Bank lending to businesses is growing, but the borrowers aren't using the money to expand. Rather, the proceeds are financing replacement of machinery, repairs and upgrades. These bank clients "have come to a point where they have to spend money to replace infrastructure... that they have put off for the last two or three years," says a Capital One commercial banking executive.

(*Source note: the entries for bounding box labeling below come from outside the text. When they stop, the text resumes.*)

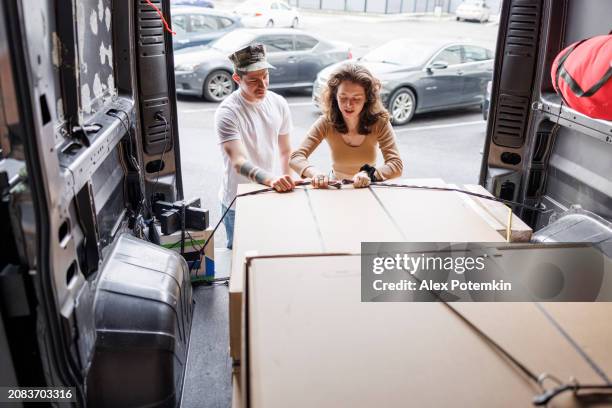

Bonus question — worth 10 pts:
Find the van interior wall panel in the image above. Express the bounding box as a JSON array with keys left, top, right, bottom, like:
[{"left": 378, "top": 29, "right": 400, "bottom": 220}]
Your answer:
[{"left": 76, "top": 0, "right": 117, "bottom": 122}]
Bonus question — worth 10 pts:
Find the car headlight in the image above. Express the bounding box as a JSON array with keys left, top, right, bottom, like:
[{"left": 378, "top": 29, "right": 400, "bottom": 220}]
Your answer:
[{"left": 174, "top": 63, "right": 199, "bottom": 72}]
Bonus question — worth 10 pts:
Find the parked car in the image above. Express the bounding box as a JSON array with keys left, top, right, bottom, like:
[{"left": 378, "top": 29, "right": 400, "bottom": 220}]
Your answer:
[
  {"left": 174, "top": 28, "right": 351, "bottom": 102},
  {"left": 312, "top": 39, "right": 494, "bottom": 125},
  {"left": 172, "top": 6, "right": 242, "bottom": 50},
  {"left": 234, "top": 0, "right": 300, "bottom": 28},
  {"left": 482, "top": 81, "right": 493, "bottom": 120},
  {"left": 455, "top": 0, "right": 491, "bottom": 23},
  {"left": 171, "top": 0, "right": 215, "bottom": 8}
]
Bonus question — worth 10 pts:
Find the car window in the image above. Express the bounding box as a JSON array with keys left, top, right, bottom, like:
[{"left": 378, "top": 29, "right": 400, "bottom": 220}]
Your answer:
[
  {"left": 217, "top": 17, "right": 232, "bottom": 28},
  {"left": 463, "top": 45, "right": 490, "bottom": 62},
  {"left": 257, "top": 35, "right": 293, "bottom": 53},
  {"left": 191, "top": 14, "right": 219, "bottom": 33},
  {"left": 433, "top": 45, "right": 461, "bottom": 65},
  {"left": 295, "top": 35, "right": 319, "bottom": 51}
]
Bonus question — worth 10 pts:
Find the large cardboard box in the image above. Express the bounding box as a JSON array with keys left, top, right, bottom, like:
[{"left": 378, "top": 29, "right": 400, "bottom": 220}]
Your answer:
[
  {"left": 241, "top": 255, "right": 612, "bottom": 408},
  {"left": 229, "top": 179, "right": 503, "bottom": 360}
]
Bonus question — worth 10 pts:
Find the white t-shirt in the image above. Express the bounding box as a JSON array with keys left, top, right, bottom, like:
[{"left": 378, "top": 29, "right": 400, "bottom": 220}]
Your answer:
[{"left": 215, "top": 89, "right": 292, "bottom": 206}]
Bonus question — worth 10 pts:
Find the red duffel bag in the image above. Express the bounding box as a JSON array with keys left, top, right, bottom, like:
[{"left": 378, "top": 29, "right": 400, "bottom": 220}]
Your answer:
[{"left": 551, "top": 35, "right": 612, "bottom": 120}]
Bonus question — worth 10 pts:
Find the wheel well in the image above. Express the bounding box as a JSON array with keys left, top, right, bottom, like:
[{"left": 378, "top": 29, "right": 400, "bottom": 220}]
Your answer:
[
  {"left": 204, "top": 68, "right": 234, "bottom": 86},
  {"left": 389, "top": 84, "right": 419, "bottom": 112}
]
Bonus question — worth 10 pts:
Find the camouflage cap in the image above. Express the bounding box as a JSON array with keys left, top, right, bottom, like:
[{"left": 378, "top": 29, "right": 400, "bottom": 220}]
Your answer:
[{"left": 229, "top": 43, "right": 274, "bottom": 72}]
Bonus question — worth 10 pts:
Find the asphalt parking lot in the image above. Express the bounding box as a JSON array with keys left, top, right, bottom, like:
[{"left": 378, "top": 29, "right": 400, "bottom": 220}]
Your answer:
[{"left": 178, "top": 12, "right": 497, "bottom": 247}]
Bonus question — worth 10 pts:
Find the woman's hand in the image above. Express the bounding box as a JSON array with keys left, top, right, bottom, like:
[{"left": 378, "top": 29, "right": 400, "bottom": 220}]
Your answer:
[
  {"left": 353, "top": 171, "right": 371, "bottom": 188},
  {"left": 312, "top": 173, "right": 329, "bottom": 188}
]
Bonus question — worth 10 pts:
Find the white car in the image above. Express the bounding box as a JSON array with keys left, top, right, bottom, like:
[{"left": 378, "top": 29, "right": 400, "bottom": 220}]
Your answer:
[
  {"left": 455, "top": 0, "right": 491, "bottom": 23},
  {"left": 234, "top": 0, "right": 300, "bottom": 28}
]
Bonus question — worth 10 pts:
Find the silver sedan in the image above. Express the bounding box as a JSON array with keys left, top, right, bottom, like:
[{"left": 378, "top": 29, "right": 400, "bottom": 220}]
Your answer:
[{"left": 174, "top": 29, "right": 351, "bottom": 102}]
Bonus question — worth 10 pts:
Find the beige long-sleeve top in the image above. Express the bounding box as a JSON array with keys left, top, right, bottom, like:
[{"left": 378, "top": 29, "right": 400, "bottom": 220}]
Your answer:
[{"left": 289, "top": 117, "right": 404, "bottom": 180}]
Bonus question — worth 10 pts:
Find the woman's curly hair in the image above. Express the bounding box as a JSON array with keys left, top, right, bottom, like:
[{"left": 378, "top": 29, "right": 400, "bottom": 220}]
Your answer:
[{"left": 321, "top": 62, "right": 389, "bottom": 135}]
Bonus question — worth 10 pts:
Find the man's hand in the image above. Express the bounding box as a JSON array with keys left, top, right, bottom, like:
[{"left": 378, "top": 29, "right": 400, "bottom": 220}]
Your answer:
[
  {"left": 311, "top": 173, "right": 329, "bottom": 188},
  {"left": 353, "top": 171, "right": 371, "bottom": 188},
  {"left": 266, "top": 174, "right": 295, "bottom": 193}
]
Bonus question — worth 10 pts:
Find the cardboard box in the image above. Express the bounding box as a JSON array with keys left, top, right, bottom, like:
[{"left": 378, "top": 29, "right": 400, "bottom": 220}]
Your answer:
[
  {"left": 156, "top": 225, "right": 215, "bottom": 281},
  {"left": 241, "top": 255, "right": 612, "bottom": 408},
  {"left": 229, "top": 179, "right": 503, "bottom": 361}
]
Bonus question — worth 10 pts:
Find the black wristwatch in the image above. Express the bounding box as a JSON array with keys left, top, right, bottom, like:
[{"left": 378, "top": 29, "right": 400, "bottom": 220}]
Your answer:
[{"left": 359, "top": 164, "right": 378, "bottom": 183}]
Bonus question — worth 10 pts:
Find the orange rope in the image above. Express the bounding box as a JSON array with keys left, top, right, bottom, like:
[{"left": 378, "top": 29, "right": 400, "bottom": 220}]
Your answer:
[{"left": 146, "top": 0, "right": 176, "bottom": 35}]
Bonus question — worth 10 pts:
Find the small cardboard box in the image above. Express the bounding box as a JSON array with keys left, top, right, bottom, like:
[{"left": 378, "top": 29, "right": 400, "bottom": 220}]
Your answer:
[
  {"left": 229, "top": 179, "right": 504, "bottom": 361},
  {"left": 157, "top": 225, "right": 215, "bottom": 282}
]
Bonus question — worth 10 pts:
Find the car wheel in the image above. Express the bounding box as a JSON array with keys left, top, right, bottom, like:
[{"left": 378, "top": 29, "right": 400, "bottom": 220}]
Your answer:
[
  {"left": 204, "top": 70, "right": 234, "bottom": 102},
  {"left": 389, "top": 88, "right": 416, "bottom": 125}
]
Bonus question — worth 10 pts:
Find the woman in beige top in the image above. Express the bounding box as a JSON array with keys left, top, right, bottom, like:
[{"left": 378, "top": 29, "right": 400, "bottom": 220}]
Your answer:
[{"left": 289, "top": 63, "right": 403, "bottom": 188}]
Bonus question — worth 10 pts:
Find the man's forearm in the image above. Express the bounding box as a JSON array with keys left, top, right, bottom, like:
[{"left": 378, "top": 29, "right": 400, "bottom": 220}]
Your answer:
[{"left": 237, "top": 160, "right": 272, "bottom": 185}]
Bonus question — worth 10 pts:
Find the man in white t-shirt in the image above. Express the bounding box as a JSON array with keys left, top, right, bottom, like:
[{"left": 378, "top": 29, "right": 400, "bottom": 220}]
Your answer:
[{"left": 215, "top": 44, "right": 295, "bottom": 249}]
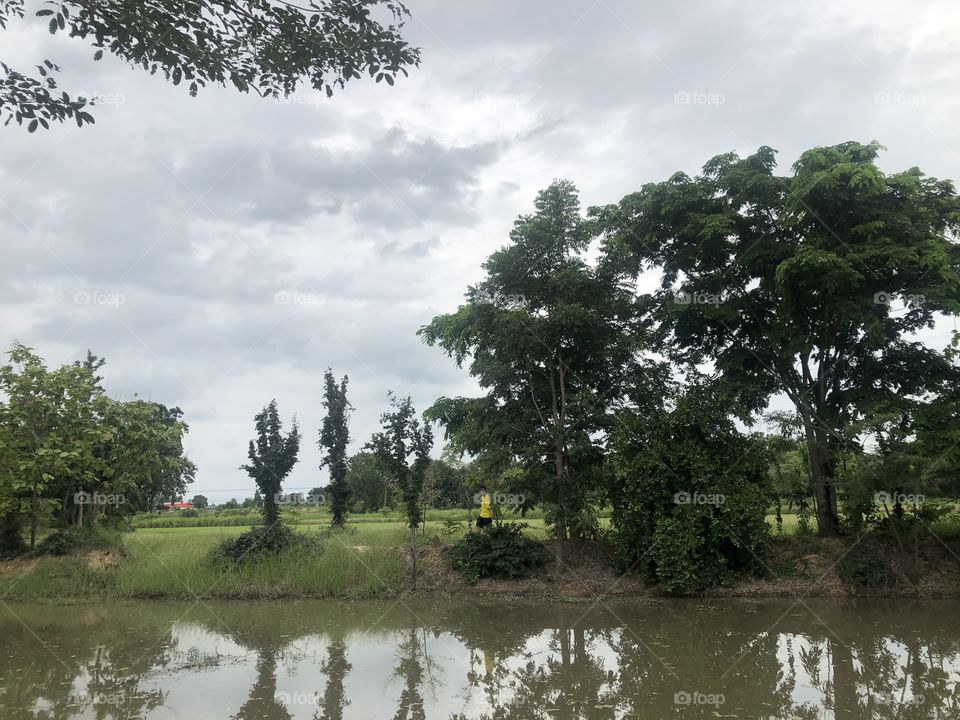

Citigroup is mounting an aggressive credit card mail solicitation campaign, in an attempt to regain ground in this market lost to rivals during the nadir of crisis in the U.S. It's hoping to capitalize on consumer frustration with new fees and disappearing rewards on debit cards that have resulted from the Durbin rule. Rival JPMorgan Chase is taking a similar tack with debit cardholders, and we just love the juxtaposition of these two sentences: "In a recent bank statement insert, Chase posed the question 'Debit or Credit?' and then made the case that credit cards are a 'great choice for making all your purchases big and small.' Chase said it isn't encouraging customers to switch from debit to credit."

New York Times

Call it the Magnetar rule. Or the Abacus rule. The SEC unveiled a proposal to prohibit financial institutions from sponsoring securitizations while making bets on the side that the deals will go kablooie, as several investment banks and hedge funds did with CDOs before the crash.

Washington Post

So how exactly would the "infrastructure bank" that Obama proposed a few weeks ago work? An article in the Post explains the concept.

John B. Taylor, a Stanford economist, is the most likely candidate to become Fed chairman if the Republicans win the presidency in 2012, columnist Ezra Klein writes. Taylor is "quietly campaigning for the job," Klein says, citing a Bloomberg op-ed Taylor wrote arguing that Congress should end the Fed's dual mandate and let the central bank focus on price stability.